The mutated coronavirus variant first found in Bristol has been labelled a ‘variant of concern’ by UK scientists today.
Public Health England said it has now found 21 cases of this version of the virus, with 14 in Bristol and the South West, four in Manchester and three unknown.
It is a version of the Kent variant – the dominant strain of the virus in England – which has mutated further to develop a change first found on the South African strain which may make vaccines less effective.
Because of this mutation named E484K, which also raises the risk of people getting reinfected after they already had Covid-19, experts are desperate to stamp it out.
It becomes the third variant of concern found in Britain, alongside the now-dominant Kent variant and the South African one. A fourth – one of two strains from Brazil – is also listed by Public Health England but it has not yet been found in the UK.
Experts said they were worried about the Bristol variant’s combination of mutations because it would be ‘at least as transmissible’ as the fast-spreading Kent variant but also potentially able to dodge immunity from vaccines.
Although it is not likely to take over and become dominant now, there is a risk it could come through when the Kent strain has been suppressed by vaccinations.
The Department of Health announced today it had finished its surge testing – which is used to weed out these variants – in Woking, but started it in Lambeth, London.
The Government has deployed surge testing to areas where the South African variant, or ones with similar mutations, have been found in the community. Professor Van-Tam reassured viewers that only a ‘small number’ of cases have been discovered
The spread of differing variants across Britain is causing a storm now because of the risk that one will render the long-awaited vaccines less effective.
And the fact that they have been discovered during lockdown, said PHE’s Dr Susan Hopkins, was a cause for immediate action because it presented an opportunity to control them while people are not mixing much.

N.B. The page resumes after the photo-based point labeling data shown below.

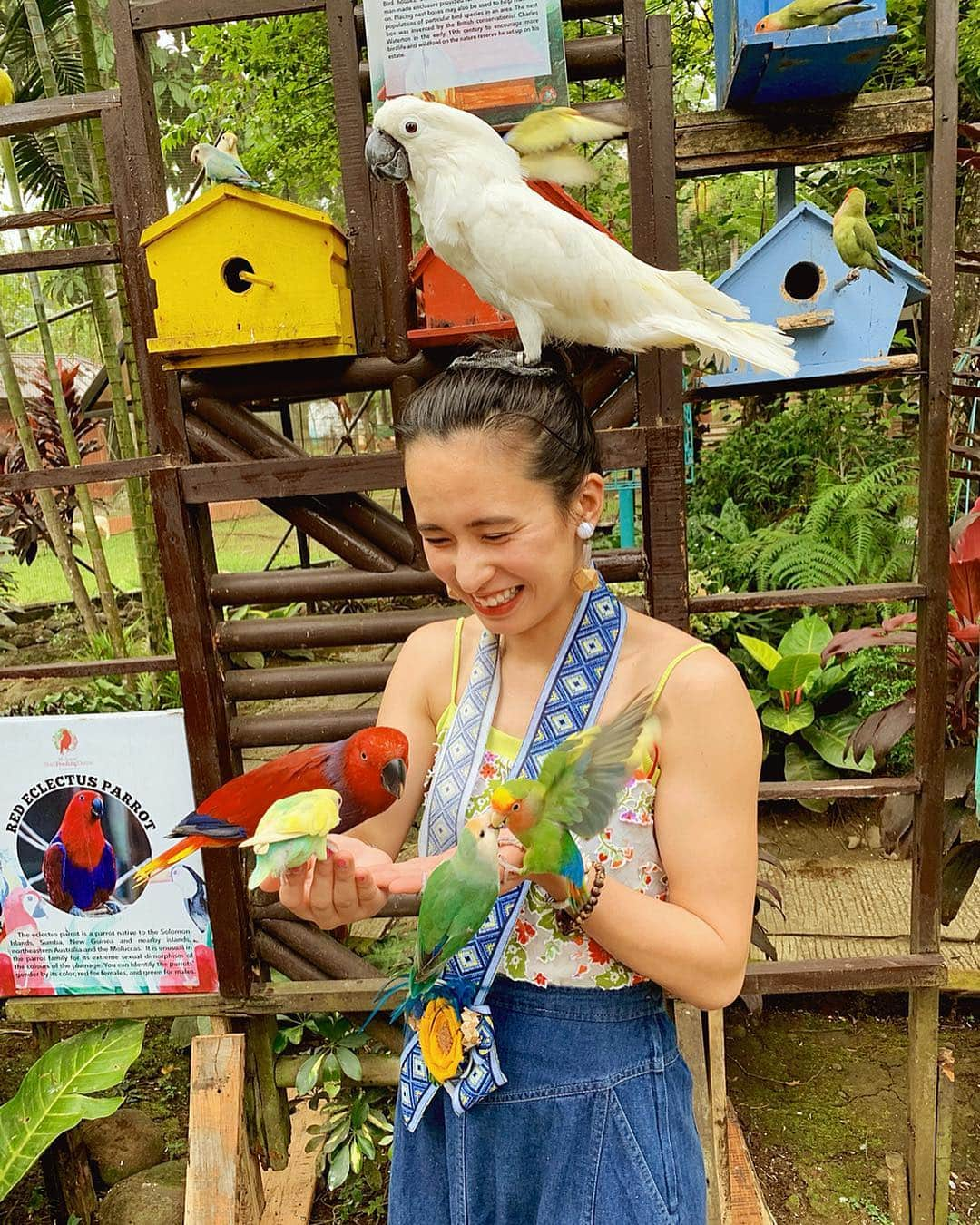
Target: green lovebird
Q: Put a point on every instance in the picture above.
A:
(808, 13)
(293, 829)
(576, 791)
(854, 238)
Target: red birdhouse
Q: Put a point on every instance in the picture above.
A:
(448, 308)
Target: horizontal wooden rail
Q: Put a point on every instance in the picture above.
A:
(35, 116)
(81, 668)
(885, 122)
(903, 365)
(808, 597)
(897, 973)
(151, 15)
(343, 475)
(312, 728)
(83, 475)
(314, 680)
(56, 217)
(840, 788)
(343, 582)
(63, 258)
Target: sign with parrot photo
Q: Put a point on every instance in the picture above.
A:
(83, 800)
(496, 58)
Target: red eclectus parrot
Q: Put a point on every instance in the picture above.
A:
(574, 793)
(368, 769)
(80, 864)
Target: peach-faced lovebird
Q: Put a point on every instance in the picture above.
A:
(800, 14)
(291, 830)
(854, 238)
(368, 769)
(455, 903)
(80, 864)
(576, 789)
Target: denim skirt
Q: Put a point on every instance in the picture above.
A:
(593, 1127)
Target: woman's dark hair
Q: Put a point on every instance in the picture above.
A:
(490, 391)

‘It is reassuring [that] we aren’t seeing week-on-week increases in either of them and the data is staying flat,’ Dr Hopkins told a briefing today.
‘I think why we’re getting on top of these now is because the R is below one… when we release in March, April and May, things will be more challenging.’
While none of the variants of concern look to be spreading fast out of the areas where they were first discovered, this could change when rules are eased.
Professor Nick Loman, a genomics expert at the University of Birmingham, member of COG-UK and PHE adviser, added: ‘What applies in a lockdown is not necessarily going to be true when we relax measures. The fact that the South African variant is not doing well now doesn’t mean it won’t [when lockdown ends].’